С горловины он привёз в Москву одну вещь, которую не сдал на склад вместе с маскхалатом и валенками, потому что её на склад не сдают: чужой вопрос, заданный ему над раскрытым журналом. Откуда вы знаете. Он вёз его в теплушке, вёз в полуторке от вокзала, внёс в нетопленную комнату на Лубянке, где их подразделению отвели угол на передышку, — и поставил рядом с собой, как ставят к стене вещмешок, который мешает, а бросить нельзя.
Передышка вышла в самом конце января, после того как их вернули с выступа. Группу — точнее, то, что теперь называлось его подразделением и состояло из ядра да горстки ещё не обкатанных людей, — отвели в тыл, в Москву, на пополнение и на бумаги. Дали несколько дней без дороги и без огня. Воронин не помнил, когда у него такое было последний раз, и первые сутки не знал, куда себя девать. Тело, привыкшее за зиму к работе, в покое начинало само собой считать: патроны, людей, версты до своих. Считать было нечего. И в эту пустоту встал тот вопрос, который он привёз.
Москва в феврале сорок второго была уже не та осаждённая, что в ноябре, когда он шёл к Берии через перекрытый, ощетинившийся ежами и надолбами город, готовый к уличному бою. Немца отбросили, фронт отодвинулся на полтораста с лишним вёрст, и город отлёг — но отлёг не до конца, как отходит после долгой боли тело, которое само себе ещё не верит, что отпустило. Витрины заложены мешками с песком, окна крест-накрест в бумажных лентах, а с темнотой опускалось затемнение, и улицы делались слепыми, без единого огня, и редкий прохожий тащился по чёрной наледи с синим точечным огоньком фонарика в кулаке, чтоб светить под ноги, а не в небо. Карточки. Очереди с темна. И поверх всего — тот будничный, ставший привычным голод, который не валит с ног, а просто всегда тут, при тебе, низкой сосущей нотой, и ты с ним ходишь, работаешь, спишь. Воронин по второй памяти знал этот же город совсем иным — широким, сытым, разлитым в ночных огнях, с подсветкой на высотках, которых тут ещё и в проекте не было; память лежала поверх нынешней слепой Москвы тонкой калькой, которую он давно отучил себя разворачивать. Была эта Москва, голодная и тёмная, и он был в ней свой.
Письмо домой он за эти дни так и не написал.
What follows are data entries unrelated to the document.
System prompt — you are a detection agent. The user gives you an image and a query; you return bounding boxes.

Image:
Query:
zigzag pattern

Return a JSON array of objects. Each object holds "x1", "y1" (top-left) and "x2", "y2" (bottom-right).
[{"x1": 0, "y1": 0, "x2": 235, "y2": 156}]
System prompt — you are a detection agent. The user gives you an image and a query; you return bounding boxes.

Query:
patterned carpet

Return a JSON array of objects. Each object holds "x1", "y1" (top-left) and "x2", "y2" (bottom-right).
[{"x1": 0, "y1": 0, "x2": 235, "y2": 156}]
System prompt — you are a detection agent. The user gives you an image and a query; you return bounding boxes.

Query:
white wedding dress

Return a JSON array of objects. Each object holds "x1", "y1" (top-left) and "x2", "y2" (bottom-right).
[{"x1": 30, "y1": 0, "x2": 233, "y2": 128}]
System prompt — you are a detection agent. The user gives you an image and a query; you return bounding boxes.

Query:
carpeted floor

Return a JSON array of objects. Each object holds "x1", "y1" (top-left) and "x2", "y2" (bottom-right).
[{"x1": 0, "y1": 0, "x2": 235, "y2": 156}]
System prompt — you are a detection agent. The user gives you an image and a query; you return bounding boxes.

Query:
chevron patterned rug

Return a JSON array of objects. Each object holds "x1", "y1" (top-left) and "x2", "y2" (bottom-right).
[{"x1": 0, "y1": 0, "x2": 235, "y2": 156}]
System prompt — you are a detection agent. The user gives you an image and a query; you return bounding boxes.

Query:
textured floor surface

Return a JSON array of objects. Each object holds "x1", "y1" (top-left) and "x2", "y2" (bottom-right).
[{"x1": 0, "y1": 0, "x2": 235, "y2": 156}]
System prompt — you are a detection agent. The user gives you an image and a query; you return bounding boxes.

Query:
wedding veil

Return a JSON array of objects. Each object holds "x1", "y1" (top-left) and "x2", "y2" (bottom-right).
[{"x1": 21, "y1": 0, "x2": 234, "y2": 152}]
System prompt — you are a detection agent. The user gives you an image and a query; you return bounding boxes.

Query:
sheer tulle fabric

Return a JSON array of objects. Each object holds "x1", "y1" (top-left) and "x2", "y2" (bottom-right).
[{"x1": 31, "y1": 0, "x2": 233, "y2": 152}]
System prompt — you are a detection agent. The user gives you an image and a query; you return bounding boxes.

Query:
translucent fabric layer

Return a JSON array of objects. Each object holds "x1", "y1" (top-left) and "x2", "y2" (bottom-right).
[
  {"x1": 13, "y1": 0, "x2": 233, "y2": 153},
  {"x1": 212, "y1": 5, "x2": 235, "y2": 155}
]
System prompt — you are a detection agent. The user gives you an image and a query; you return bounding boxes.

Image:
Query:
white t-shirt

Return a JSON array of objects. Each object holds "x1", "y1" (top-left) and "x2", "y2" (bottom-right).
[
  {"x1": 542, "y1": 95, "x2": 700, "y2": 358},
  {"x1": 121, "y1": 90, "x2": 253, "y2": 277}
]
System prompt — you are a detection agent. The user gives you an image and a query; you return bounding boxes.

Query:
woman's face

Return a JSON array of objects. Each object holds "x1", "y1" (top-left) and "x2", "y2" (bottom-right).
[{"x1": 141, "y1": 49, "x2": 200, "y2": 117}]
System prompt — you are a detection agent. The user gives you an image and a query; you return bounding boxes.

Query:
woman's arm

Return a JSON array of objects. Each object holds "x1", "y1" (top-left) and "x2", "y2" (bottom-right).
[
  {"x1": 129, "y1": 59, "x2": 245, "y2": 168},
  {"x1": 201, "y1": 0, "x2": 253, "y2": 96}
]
Оно лежало у него начатое — третий день, два слова, выведенных ровным чужим почерком, который он подделал ещё в первую зиму под руку Рябова и за год сделал своим. «Дорогая мама». Дальше не шло. Дальше надо было врать — тепло, по-сыновьи, про то, как он скучает, как помнит, как ждёт встречи; и он умел это врать, писал такие письма не раз, и они доходили, и на них отвечали настоящей материнской радостью на его подделку. Сыновнюю любовь он выводил набело и сам уже почти не слышал в ней шва. Но в этот раз — а поездка домой, к семье Рябова в эвакуацию, маячила близко, при первом затишье, — садясь дописывать, он всякий раз упирался в одно: что за этими двумя словами идёт живой человек, мать, которой он не помнит и помнить не может, потому что память её сына досталась ему пустой, без лица и голоса. На бумаге он её обманывал начисто. А вот сесть к ней за стол и доиграть «сына» вживую, под её глядящими глазами, — это было впереди, и этого он, чего за собой не водил, тихо и заранее боялся. Чернила на двух словах давно высохли.
А идти ему хотелось не к листу. Ему хотелось на узел связи.
Он это за собой заметил на вторые сутки и сперва не поверил. Узел разведотдела, куда стекалась связь, стоял не на Лубянке — в стороне, в неприметном доме, занятом под РО. Дела ему туда не было: подразделение на отдыхе, дорог он больше не разводил, сводок не сдавал. И всё-таки он пойдёт — это решилось в нём само, помимо доводов, и зачем пойдёт, было ясно без слов; и от этой ясности ему сделалось не по себе той особенной неловкостью взрослого человека, который давно похоронил в себе эту статью и вдруг застал её живой.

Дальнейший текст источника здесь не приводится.